# Why is $\sin(x)/x$ not Lebesgue integrable?

Let $f(x) = \sin(x)/x$. Consider the following:

$$\int_{\mathbb{R}} f(x)dx = \lim_{n\to\infty} \int_{\mathbb{R}} f(x)\chi_{[-n,n]}dx$$

so that each $\int_{\mathbb{R}} f(x)\chi_{[-n,n]}dx$ is Riemann integrable and so it is Lebesgue integrable (integrating over compact space). Since $\int_{\mathbb{R}} f(x)\chi_{[-n,n]}dx \to \int_{\mathbb{R}} f(x)dx$ and so by completeness of $L^1(\mathbb{R})$, we have that $f\in L^1(\mathbb{R})$ so in particular, $\int_{\mathbb{R}} f(x)dx < \infty$ in the Lebesgue integral sense.

I know I have made a mistake here somewhere but I am having trouble seeing exactly where. Any help is appreciated.

• This question is related... – Fabian Apr 9 '18 at 21:05
• I know but I arrived at the conclusion that this function IS Lebesgue integrable using (what I assume is) faulty logic.
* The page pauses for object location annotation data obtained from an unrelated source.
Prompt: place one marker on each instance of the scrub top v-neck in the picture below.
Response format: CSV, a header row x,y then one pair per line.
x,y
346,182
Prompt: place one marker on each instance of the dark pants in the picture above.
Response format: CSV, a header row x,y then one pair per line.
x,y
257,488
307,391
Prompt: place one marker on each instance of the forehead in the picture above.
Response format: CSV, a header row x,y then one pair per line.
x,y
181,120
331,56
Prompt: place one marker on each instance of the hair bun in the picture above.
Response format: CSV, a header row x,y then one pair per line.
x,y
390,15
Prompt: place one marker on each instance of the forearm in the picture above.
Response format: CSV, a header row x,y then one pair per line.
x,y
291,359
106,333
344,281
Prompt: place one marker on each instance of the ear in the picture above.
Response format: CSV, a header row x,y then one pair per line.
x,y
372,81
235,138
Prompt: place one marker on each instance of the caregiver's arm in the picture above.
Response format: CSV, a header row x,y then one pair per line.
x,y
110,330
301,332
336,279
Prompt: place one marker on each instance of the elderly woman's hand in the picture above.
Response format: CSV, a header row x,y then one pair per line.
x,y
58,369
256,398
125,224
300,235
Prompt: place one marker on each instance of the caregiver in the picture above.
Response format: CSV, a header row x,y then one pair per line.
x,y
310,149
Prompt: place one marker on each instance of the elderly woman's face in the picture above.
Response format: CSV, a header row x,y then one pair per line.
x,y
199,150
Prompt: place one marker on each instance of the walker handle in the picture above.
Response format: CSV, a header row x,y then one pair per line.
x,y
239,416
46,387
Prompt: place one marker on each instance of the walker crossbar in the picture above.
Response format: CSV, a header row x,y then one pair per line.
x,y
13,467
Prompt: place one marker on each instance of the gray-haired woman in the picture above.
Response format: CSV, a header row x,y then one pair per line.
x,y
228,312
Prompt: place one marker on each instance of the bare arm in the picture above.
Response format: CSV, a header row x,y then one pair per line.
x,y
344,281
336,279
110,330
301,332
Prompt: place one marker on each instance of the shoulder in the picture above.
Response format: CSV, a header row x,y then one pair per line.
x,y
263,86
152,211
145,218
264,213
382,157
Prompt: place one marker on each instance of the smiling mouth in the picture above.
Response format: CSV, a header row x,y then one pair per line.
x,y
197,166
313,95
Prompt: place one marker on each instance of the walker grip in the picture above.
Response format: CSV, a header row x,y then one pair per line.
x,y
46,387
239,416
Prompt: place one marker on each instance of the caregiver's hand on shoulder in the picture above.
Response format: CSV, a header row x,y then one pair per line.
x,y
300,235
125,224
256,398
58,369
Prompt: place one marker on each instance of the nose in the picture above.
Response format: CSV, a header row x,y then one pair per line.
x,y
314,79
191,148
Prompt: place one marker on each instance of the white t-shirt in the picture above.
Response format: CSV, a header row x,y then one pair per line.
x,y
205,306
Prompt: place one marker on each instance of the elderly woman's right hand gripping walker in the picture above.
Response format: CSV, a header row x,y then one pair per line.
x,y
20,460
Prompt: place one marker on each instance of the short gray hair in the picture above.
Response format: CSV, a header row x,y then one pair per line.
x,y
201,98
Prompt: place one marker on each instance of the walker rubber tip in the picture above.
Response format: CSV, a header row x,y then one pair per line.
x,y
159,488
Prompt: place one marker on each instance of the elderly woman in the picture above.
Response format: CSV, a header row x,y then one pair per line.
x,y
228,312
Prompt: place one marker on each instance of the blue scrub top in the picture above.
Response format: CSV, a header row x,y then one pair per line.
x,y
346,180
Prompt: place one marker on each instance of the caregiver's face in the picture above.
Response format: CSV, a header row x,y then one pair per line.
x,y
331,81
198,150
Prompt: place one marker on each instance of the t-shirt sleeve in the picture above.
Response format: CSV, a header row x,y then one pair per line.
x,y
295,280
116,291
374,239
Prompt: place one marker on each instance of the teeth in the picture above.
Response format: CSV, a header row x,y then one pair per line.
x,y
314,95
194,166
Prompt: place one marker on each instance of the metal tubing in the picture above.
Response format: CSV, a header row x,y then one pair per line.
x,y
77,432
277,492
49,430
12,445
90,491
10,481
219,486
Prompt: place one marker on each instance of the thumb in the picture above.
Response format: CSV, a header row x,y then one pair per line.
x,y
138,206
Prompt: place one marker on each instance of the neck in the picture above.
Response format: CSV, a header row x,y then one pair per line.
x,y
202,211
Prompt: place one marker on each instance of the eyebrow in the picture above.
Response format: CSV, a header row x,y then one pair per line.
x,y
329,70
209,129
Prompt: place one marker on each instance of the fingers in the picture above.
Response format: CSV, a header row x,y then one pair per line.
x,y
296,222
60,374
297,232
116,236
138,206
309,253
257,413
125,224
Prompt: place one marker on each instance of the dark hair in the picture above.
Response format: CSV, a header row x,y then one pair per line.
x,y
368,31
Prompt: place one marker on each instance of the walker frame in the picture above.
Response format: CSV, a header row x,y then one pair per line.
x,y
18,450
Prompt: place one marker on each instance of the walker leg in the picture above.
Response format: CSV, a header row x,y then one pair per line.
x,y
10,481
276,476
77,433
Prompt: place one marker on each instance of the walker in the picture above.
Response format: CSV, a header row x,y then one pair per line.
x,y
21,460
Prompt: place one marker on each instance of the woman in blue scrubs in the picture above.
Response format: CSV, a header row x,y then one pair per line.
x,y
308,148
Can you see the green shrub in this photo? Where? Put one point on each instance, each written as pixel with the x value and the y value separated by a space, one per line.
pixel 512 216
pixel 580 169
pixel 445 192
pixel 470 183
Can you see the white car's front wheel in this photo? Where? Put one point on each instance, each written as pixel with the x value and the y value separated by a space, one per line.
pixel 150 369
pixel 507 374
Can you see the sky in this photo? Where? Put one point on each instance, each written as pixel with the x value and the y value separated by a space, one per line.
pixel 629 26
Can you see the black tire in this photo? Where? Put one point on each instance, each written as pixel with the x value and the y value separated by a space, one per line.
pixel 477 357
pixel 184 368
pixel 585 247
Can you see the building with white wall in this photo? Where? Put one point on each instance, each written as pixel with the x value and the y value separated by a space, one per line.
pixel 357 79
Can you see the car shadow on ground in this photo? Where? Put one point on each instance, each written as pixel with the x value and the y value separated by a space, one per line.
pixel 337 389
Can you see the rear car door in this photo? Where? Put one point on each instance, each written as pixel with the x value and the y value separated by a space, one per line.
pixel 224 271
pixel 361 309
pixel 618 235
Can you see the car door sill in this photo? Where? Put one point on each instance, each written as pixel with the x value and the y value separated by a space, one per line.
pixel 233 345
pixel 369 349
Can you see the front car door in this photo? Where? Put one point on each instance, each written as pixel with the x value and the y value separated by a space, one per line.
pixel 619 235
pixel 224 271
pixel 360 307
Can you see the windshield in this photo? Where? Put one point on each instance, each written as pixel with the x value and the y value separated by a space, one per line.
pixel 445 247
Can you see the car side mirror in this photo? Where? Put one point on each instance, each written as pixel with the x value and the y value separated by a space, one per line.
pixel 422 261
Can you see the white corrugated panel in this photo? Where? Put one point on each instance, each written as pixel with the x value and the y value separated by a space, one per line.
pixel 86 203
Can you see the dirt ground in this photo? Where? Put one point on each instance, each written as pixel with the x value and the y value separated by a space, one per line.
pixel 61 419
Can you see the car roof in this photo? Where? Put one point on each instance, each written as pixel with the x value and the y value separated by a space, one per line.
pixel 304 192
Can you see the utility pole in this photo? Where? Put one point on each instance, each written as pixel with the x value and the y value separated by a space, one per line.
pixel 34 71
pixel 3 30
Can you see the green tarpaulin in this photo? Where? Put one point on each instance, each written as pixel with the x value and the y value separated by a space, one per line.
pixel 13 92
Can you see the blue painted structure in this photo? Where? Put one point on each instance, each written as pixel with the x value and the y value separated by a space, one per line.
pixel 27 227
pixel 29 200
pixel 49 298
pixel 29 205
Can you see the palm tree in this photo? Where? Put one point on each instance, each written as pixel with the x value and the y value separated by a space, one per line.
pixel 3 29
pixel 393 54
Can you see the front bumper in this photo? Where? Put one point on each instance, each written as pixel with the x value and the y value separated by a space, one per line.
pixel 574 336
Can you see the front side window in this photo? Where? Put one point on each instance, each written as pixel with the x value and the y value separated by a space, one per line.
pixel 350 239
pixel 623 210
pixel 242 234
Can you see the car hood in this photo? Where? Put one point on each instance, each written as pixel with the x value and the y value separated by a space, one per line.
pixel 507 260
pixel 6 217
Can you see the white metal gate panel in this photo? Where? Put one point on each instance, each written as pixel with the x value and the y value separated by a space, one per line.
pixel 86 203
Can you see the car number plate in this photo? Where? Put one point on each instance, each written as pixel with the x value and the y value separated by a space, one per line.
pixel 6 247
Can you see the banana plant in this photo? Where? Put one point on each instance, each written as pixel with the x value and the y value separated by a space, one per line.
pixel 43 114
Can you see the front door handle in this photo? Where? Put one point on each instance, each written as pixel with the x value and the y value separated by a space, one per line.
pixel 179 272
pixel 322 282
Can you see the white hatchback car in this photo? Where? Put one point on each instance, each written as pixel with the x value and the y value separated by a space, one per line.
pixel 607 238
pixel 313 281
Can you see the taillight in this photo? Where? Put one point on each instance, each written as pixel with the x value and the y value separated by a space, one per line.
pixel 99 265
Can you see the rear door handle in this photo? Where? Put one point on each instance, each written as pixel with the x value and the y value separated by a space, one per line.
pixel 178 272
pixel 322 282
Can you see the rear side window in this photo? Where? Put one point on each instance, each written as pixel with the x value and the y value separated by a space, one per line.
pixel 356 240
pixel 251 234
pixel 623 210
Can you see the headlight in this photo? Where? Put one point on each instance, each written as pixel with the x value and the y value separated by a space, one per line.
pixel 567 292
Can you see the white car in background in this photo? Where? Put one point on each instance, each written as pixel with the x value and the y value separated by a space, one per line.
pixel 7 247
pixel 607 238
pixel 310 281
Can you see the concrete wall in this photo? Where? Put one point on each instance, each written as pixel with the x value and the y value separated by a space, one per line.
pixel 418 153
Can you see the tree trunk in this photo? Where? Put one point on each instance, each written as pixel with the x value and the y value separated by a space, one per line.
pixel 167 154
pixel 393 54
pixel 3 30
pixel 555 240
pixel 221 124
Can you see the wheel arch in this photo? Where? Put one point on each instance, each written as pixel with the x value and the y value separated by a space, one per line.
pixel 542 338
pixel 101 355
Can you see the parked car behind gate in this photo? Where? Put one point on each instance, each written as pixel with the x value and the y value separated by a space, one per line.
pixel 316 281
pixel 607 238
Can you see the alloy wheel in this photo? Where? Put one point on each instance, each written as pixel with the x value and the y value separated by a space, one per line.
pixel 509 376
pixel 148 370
Therefore, I thought this was worth asking in a different thread (not sure if this is the right word). I already know it is a well established fact that this function is not Lebesgue integrable. – Anmol Bhullar Apr 9 '18 at 21:07
• $L^1(\mathbb R)$ is complete with respect to the $L^1$ norm. You would need to show that $f\chi_{[-n,n]}$ converges to $f$ in the $L^1$ norm and not just pointwisely. In fact, $\| f \chi_{[-n,n]} \|_1$ is not even bounded, so the sequence does not converge in $L^1$. It is easier to see the error if you just consider the sequence $\chi_{[-n,n]}$ on $\mathbb R$. Each function is $L^1$, but it does not converge with respect to the norm and the pointwise limit of the functions is clearly not in $L^1$. – Trevor Norton Apr 9 '18 at 21:13
• @TrevorNorton That should be an answer. – Noah Schweber Apr 9 '18 at 21:14
• thank you for that comment Trevor, I see where I went wrong now. I thought it was a general fact that $f\chi_{[-n,n]}\to f$. I see that I am wrong now. – Anmol Bhullar Apr 9 '18 at 21:15

$L^1(\mathbb R)$ is complete with respect to the $L^1(\mathbb R)$ norm. You would need to show that $f\cdot\chi_{[−n,n]}$ converges to $f$ in the $L^1$ norm and not just pointwisely. In fact, $\|f\cdot\chi_{[−n,n]}\|_1$ is not even bounded, so the sequence does not converge in $L^1$. It is easier to see the error if you just consider the sequence $\chi_{[-n,n]}$. Each function is $L^1$, but it does not converge with respect to the norm and the pointwise limit of the functions is clearly not in $L^1$.
The problem is, that your sequence is not a Cauchy sequence and thus you cannot use the completeness of $L^1$.